Thanks for the suggestions and kind words guys. Just to respond to a few things, and also a few questions.
What is becoming glaringly obvious to me is to add a FF body. I basically double my lenses by shooting on different sensors. I'm also not completely satisfied with how the 7D handles reds and skin. I don't care for video, but the original 5D is getting old and the new one is soon to be outdated too. I'm shooting ~25 weddings this year, including 4 "full-coverage" destination weddings. 5D MKII or 5DC? I'm leaning toward the newer body simply because the volumes I'll be covering this year.
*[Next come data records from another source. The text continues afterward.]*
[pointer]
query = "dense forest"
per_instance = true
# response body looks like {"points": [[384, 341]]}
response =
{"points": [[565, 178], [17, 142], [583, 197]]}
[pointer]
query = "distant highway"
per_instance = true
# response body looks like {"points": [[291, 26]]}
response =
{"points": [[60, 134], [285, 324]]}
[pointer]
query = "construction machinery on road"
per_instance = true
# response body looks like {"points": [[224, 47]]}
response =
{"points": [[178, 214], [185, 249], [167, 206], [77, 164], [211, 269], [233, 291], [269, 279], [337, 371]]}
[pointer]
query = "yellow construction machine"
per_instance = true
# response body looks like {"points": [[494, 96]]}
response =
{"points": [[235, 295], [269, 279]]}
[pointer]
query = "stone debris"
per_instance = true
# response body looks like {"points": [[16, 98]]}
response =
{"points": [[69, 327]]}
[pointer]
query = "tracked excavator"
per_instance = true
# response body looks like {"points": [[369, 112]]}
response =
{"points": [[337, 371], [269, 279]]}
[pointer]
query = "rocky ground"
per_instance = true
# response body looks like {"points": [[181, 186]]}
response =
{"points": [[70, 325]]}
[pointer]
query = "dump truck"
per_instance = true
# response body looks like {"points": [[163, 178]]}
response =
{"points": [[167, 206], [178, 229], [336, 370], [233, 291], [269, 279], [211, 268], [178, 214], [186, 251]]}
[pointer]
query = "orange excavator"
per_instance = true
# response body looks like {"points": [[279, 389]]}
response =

If reliability is a none issue, is a 5DC with a primo lens better than the 5DII with my current L's?
I'm convinced that going back to the 70-200 2.8 is the right thing. I need the aperture over the IS. I rather monopod and be able to freeze the scene rather than go handeld with IS, but no speed. This upgrade is set.
After looking some more, I think the I'll eventually go from 17-40>16-35 then add a 24-70 by the end of 2012. The only lens that I might go out of my way for would be the 85L, it just seems too good to be true.
Stamp wrote in post #13589177
I don't understand how you can go full time into wedding photography, but not know what gear you need. You obviously have SOME experience if you've booked enough to consider going full time next year, so I'm kind of baffled.
I honestly don't know how you've gotten by with your widest fast lens being a 50mm on a crop body. I'm sure that must have put you in some interesting positions to get "the shot". I'd look for a wider lens as well, maybe a 24mm or a 35mm.
I know my gear very well, in-and-out. I'm just looking for suggestions on which direction to take with upgrades. I make due with whatever I'm using, I just want to best setup for what I can afford ATM. I understand the need for fast lenses, but I do the best I can with what I have. I have slower lenses, in turn I've become skilled at adding my own light. A handful, or even a couple, off-camera flashes with gels can do wonders. Also, the 7D's high ISO isn't optimal but it's more than acceptable. I might push my setup to the limit, but I always manage to get the shot I want, one way or another.